A more permanent solution is to regularly run Apt's housekeeping subcommands:

  • apt-get purge PACKAGE: Removes all traces of a package from the system, including in the archive. This does a more thorough job of removal than apt-get autoremove.
  • apt-get autoclean: Removes obsolete packages (Figure 3). However, deleted current packages are not deleted.
  • apt-get clean: Removes install scripts and all packages in /var/cache/apt/archives.
Figure 3: The subcommand apt-get autoclean removes obsolete packages.

The easiest way to use these subcommands is to set up a cron job to run them as part of a regular maintenance routine. Set them up to run weekly or even daily, and you are unlikely to have full archives ever again.

Yet another solution is to customize how the cache is handled in a configuration file. If /etc/apt/apt.conf.d/99local-archive does not already exist, create it. On some Debian derivatives, you may need to use /etc/apt/apt.conf instead, especially with older releases. Either way, then add one of the following three options to the file:

  • APT::Periodic::MaxSize "SIZE MiB"
  • APT::Periodic::MaxAge "DAYS"
  • APT::Periodic::MinAge "DAYS"

Of the three, MaxAge is probably the most useful, providing the same results as a cron job for apt-get clean. Note, though, that if you set MaxSize and the archives are already larger, some files will be deleted, starting with the largest files first. Whenever the archives' contents are deleted, the list of deleted packages remains in case you need to search, but the files do not.
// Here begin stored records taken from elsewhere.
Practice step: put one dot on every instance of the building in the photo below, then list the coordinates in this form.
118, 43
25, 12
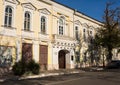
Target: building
45, 31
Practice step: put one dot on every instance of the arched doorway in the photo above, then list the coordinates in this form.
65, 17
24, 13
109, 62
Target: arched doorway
62, 59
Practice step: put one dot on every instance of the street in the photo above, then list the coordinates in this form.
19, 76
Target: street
86, 78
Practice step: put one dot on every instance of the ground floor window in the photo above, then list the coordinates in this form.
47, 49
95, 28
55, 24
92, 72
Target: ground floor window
26, 52
5, 55
43, 57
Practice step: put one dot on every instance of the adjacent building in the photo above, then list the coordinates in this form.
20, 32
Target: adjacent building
52, 34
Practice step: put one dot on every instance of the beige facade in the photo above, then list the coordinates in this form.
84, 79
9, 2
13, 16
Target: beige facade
47, 28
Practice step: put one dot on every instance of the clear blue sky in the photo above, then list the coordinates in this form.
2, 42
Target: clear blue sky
92, 8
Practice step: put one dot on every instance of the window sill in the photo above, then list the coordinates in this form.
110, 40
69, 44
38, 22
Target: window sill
8, 27
27, 31
43, 33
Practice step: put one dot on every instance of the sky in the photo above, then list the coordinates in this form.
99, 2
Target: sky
91, 8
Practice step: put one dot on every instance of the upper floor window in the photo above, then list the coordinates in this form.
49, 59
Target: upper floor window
84, 34
8, 16
76, 33
61, 24
27, 23
43, 24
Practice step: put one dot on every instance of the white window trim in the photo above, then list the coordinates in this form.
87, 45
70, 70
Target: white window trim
46, 17
31, 18
76, 25
13, 12
64, 25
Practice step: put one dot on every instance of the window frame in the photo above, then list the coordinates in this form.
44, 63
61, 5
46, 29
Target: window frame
61, 26
43, 25
8, 17
27, 21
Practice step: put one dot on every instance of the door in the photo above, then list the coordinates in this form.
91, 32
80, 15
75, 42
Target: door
62, 62
43, 57
26, 52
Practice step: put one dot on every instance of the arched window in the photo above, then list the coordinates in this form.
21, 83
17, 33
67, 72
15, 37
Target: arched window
27, 23
76, 33
8, 16
84, 34
61, 24
43, 24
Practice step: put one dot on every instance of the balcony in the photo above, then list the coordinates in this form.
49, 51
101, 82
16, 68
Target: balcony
43, 37
27, 34
8, 31
62, 37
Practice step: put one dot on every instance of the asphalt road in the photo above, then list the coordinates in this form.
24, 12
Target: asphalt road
87, 78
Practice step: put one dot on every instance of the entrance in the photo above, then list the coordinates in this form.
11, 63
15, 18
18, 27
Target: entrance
43, 57
62, 58
26, 52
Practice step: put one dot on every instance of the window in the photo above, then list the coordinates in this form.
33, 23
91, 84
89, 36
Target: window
43, 24
76, 33
84, 34
5, 55
8, 16
61, 26
27, 21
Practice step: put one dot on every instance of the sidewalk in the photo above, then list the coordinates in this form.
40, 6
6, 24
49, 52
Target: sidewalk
10, 76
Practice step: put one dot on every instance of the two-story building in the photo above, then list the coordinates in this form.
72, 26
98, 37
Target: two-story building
43, 30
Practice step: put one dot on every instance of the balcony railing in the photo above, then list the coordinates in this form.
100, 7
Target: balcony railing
44, 37
27, 34
61, 37
9, 31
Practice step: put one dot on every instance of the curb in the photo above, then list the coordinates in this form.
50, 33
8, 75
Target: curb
41, 75
48, 74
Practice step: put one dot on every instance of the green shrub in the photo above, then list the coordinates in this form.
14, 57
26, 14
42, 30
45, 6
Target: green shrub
18, 68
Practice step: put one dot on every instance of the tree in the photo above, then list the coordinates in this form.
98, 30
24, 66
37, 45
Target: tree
108, 36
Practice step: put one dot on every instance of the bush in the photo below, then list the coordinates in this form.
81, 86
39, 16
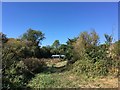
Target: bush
34, 64
43, 81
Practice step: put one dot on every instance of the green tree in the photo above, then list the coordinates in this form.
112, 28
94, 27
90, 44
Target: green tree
55, 47
34, 36
108, 38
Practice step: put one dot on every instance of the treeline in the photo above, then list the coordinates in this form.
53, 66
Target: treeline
22, 58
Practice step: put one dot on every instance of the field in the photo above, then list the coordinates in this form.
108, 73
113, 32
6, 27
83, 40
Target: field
56, 76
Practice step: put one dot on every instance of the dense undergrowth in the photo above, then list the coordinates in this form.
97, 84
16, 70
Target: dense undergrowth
26, 64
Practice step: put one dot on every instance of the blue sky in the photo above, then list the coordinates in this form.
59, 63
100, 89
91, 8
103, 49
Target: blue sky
60, 20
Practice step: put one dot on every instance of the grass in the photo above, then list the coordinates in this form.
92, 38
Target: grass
68, 79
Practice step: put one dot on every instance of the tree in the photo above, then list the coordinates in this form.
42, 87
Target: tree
108, 38
34, 36
55, 47
85, 43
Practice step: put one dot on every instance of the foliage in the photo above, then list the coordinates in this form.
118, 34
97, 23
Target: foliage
34, 36
43, 81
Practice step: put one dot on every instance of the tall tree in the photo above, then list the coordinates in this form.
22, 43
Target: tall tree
55, 47
33, 35
108, 38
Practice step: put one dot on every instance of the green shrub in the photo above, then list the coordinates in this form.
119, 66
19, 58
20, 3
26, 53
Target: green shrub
34, 64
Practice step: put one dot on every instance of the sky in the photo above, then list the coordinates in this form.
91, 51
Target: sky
60, 20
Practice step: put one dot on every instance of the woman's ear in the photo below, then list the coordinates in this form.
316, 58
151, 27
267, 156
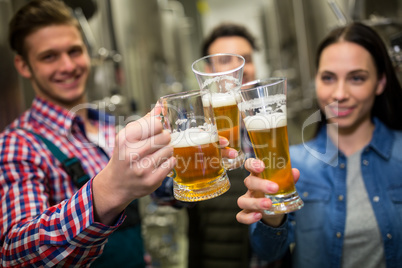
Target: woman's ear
381, 85
22, 67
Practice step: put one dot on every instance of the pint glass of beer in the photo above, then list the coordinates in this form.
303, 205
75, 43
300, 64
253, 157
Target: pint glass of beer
262, 104
199, 173
220, 75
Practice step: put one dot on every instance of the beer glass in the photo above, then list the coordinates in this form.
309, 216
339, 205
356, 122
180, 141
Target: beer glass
262, 104
199, 173
220, 75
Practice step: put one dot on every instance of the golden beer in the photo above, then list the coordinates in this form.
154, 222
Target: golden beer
269, 137
198, 166
227, 119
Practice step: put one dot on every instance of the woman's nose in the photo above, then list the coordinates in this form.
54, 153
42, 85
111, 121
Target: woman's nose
340, 91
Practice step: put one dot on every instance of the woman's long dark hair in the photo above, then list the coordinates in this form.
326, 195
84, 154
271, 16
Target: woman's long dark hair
387, 106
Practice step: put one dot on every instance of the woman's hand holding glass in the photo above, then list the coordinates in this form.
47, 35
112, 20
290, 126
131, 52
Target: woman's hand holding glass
253, 202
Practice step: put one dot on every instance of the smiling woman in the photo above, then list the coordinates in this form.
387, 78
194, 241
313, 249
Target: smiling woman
357, 161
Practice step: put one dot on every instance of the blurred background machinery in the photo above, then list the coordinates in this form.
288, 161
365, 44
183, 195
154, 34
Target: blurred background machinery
143, 49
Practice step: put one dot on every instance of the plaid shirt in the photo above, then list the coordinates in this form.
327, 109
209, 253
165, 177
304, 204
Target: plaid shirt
45, 219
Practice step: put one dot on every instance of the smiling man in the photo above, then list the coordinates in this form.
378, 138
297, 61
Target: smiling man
49, 216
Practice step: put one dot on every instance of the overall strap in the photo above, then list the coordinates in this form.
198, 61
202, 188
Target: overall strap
71, 165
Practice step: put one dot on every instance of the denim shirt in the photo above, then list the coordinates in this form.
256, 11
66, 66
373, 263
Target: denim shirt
317, 230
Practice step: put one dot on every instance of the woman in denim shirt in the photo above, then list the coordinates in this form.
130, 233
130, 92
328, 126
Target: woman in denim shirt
351, 172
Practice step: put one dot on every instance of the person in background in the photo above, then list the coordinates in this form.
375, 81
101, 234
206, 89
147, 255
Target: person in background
216, 239
47, 217
351, 186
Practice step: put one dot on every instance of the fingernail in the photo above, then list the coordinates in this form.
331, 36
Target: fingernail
233, 153
273, 187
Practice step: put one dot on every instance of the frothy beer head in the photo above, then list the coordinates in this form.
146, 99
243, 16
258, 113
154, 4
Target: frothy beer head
265, 121
193, 137
219, 100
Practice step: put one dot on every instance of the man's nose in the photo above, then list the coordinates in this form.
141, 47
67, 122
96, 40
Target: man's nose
67, 64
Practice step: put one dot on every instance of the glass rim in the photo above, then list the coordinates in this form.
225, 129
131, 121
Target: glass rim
218, 73
252, 85
183, 94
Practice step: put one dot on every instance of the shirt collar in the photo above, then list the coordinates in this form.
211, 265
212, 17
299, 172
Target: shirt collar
383, 139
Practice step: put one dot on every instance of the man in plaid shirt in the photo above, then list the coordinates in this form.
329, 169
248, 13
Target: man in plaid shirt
46, 220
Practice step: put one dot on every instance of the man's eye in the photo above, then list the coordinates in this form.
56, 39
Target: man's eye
76, 52
248, 58
48, 57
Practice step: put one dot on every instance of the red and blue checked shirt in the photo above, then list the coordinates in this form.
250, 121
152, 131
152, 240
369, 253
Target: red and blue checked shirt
45, 219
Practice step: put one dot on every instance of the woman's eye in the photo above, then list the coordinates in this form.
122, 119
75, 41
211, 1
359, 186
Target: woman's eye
357, 78
327, 78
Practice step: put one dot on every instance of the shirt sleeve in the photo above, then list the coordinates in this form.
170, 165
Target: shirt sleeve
269, 243
34, 233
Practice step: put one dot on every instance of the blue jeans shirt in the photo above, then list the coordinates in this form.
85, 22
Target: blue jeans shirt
318, 228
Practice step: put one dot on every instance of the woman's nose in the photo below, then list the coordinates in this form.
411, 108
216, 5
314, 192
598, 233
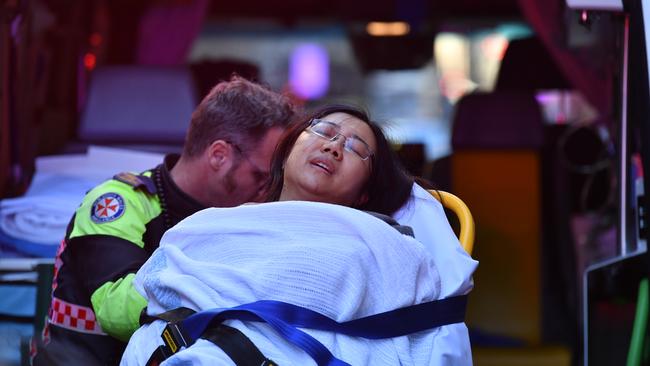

A Relic of Memory Shortage

Setting a size limit for the package archives probably made sense in the days when memory was scarce. Yet now, in the five years or less of the average computer's working life, users are far less likely to be concerned with conserving memory. I have to wonder why a configuration setting is not installed by default, or perhaps an archive rotation, such as logrotate for logs, which switches logs as one is full, and then deletes the first file when the last one is full. As things are, solutions are obscure when a problem suddenly appears and an unnecessary complication occurs.